President Obama on Tuesday defended his decision to swap five terrorists from Guantanamo Bay to free an American soldier — despite claims he was a deserter who abandoned his unit.
Obama acknowledged that the Taliban fighters released in the swap for Sgt. Bowe Bergdahl could reengage in war against the United States again, but he said he feels confident that if that were the case, the terrorists would be captured.
« Is there a possibility of some of them trying to return to activities that are detrimental to us? Absolutely, » Obama said during a news conference in Warsaw, Poland. « That’s been true of all the prisoners that were released from Guantanamo. There’s a certain recidivism rate that takes place. »
But Obama said he still trusts his decision to free the Islam extremists.
« I wouldn’t be doing it if I thought it would be contrary to American national security, » Obama said.
« This is what happens at the end of wars.
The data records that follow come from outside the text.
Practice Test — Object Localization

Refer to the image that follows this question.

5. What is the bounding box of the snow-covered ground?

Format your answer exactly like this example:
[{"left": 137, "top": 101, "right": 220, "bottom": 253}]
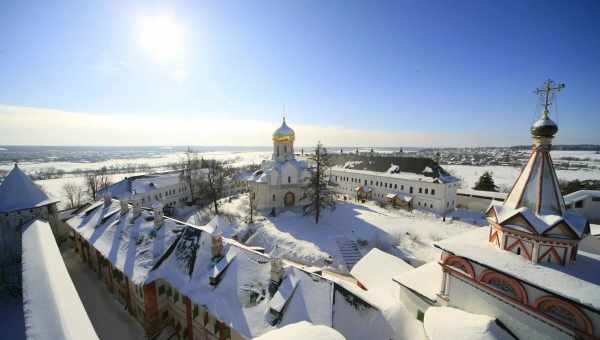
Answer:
[
  {"left": 63, "top": 247, "right": 145, "bottom": 340},
  {"left": 35, "top": 172, "right": 143, "bottom": 209},
  {"left": 188, "top": 195, "right": 477, "bottom": 270},
  {"left": 443, "top": 165, "right": 600, "bottom": 192},
  {"left": 0, "top": 151, "right": 271, "bottom": 172}
]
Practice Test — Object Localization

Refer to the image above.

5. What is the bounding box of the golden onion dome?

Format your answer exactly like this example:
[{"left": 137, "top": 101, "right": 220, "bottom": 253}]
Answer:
[{"left": 273, "top": 118, "right": 296, "bottom": 142}]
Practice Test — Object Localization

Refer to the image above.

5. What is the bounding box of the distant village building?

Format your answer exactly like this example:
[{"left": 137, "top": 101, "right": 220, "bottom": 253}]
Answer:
[
  {"left": 329, "top": 165, "right": 458, "bottom": 214},
  {"left": 0, "top": 164, "right": 65, "bottom": 249},
  {"left": 396, "top": 81, "right": 600, "bottom": 339},
  {"left": 456, "top": 189, "right": 507, "bottom": 212},
  {"left": 98, "top": 169, "right": 204, "bottom": 209},
  {"left": 565, "top": 190, "right": 600, "bottom": 224},
  {"left": 248, "top": 118, "right": 310, "bottom": 209}
]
That was true for George Washington. That was true for Abraham Lincoln. That was true for FDR. That’s been true in every combat situation — at some point you try to get your folks back. »
And he added that he wasn’t concerned with why Bergdahl was captured, only with bringing the soldier home.
Regardless of the circumstances, whatever those circumstances may turn out to be, we still get an American soldier back if he’s held in captivity,” Obama said. « We don’t condition that. »
But Joint Chiefs of Staff Chairman Gen. Martin Dempsey said the U.S. Army may still pursue desertion charges against Berdgahl.
Obama’s comments came on the heels of political leaders’ outrage over the White House’s decision to release the terrorists in exchange for Bergdahl.
The prisoner of war was accused of abandoning his post in Afghanistan to communicate with the enemy when he disappeared in June 2009.
Six soldiers died during the search for Bergdahl.
« He’s not a great person or great example of a soldier, » said Sgt. Evan Buetow, who was among a small team assigned to search for the missing soldier after he was captured.